Chrisann Jarrett, who came to the UK from Jamaica aged eight, had a similar experience to Mary. Without the necessary three years of leave under her belt, she was only able to study law at university thanks to a scholarship.
“Growing up, I didn’t identify as a migrant – I just saw me as me, just the same as my peers,” she said. “But [applying for university] was embarrassing for me. I started to identify as someone who was an outsider.”
The experience made her so angry, it prompted to found the campaign group Let Us Learn, to help others navigate the often stressful and alienating process.
“The immigration system is out of control,” she said. “If care is not taken… we could be the next Windrush Generation scandal.”
The immigration system is out of control. If care is not taken... we could be the next Windrush Generation scandal."
Elizabeth Durosinmi-Etti, who arrived in the UK from Nigeria aged 11, has been waiting five years to realise her ambition of studying psychology at the University of West London.
Still classed as an undocumented immigrant when she applied for university while her family saved for visa costs, the 23-year old said she “didn’t realise the impact it would have on me”.
“I thought that as long as I got the place at university, there would be some way for me to still go [as a home student],” she explained in an emotional phone interview.
“Further education has always been a big thing in my family. My mum wants me to get a degree and a job which will make me financially stable.”
But with the psychology course costing £12,000 per year** for international students, not including the cost of living, she was forced to defer her place twice while her family’s attempts to secure her leave to remain were repeatedly rejected.
Eventually, she told the university: “Give my place to someone else”.
“The situation is so daunting, you don’t even realise how much of an effect it has on you,” she explained. “The system failed me and a lot of young people like me.

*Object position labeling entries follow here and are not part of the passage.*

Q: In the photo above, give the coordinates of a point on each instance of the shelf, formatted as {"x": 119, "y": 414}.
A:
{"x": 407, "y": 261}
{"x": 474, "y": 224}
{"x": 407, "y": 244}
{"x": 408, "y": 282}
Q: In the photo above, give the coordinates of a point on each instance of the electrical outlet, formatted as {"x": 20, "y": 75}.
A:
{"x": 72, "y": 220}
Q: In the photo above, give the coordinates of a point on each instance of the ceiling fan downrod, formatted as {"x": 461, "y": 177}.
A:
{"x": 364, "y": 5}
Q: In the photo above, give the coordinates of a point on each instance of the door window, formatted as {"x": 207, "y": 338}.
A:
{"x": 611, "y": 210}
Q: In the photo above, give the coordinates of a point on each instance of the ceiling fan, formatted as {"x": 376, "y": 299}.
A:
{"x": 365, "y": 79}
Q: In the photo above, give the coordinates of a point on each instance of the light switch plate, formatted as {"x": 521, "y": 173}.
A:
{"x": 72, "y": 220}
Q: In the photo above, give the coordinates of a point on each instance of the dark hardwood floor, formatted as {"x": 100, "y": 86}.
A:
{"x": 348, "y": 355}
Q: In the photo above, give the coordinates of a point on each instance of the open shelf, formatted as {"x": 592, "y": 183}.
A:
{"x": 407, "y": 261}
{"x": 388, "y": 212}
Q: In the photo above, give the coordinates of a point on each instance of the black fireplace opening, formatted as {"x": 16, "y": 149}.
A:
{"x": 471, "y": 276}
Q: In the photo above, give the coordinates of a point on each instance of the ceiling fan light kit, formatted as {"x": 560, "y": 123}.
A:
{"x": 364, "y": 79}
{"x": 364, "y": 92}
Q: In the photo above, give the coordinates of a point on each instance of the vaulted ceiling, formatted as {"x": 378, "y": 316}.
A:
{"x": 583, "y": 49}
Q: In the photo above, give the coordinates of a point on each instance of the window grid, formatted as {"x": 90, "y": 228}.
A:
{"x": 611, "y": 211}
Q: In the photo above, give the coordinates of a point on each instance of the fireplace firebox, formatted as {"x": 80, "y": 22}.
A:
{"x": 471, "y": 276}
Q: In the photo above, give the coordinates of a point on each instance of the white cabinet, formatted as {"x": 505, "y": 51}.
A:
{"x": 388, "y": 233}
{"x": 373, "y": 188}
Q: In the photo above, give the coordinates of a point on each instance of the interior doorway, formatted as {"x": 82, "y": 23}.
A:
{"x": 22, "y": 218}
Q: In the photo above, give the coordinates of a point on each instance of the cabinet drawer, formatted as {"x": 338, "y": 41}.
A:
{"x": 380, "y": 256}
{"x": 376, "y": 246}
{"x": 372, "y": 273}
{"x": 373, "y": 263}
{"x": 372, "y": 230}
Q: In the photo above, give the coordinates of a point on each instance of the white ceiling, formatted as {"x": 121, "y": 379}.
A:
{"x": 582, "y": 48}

And it’s not getting any better – it’s getting worse.”
After five years, now finally granted limited leave to remain, Elizabeth is more determined than ever to study at university and plans to become a child psychologist for young migrants. ”I want to be able to give other young people like myself someone to talk to who has actually been through the system and understands it,” she said.
A spokesperson for the Home Office said the visa fees “reduce the burden on taxpayers by making sure that the Border Immigration and Citizenship System is funded by those who benefit from it”.
“When setting the fees we consider the cost of processing the application, and also the wider cost of running the immigration system,” the statement said, adding the government keeps fee levels “under regular review”.
“We provide exceptions to application fees to protect the most vulnerable, such as victims of domestic abuse and children who are in the care of a local authority, and a fee waiver policy is in place for those making a human rights application, to prevent destitution.”
A Department for Education spokesperson added: “We want anyone with the talent and potential to have the opportunity to access and succeed in higher education.
“People do not have to register as a British citizen in order to apply for student support, students can access finance if they have lived here for a certain period of time.”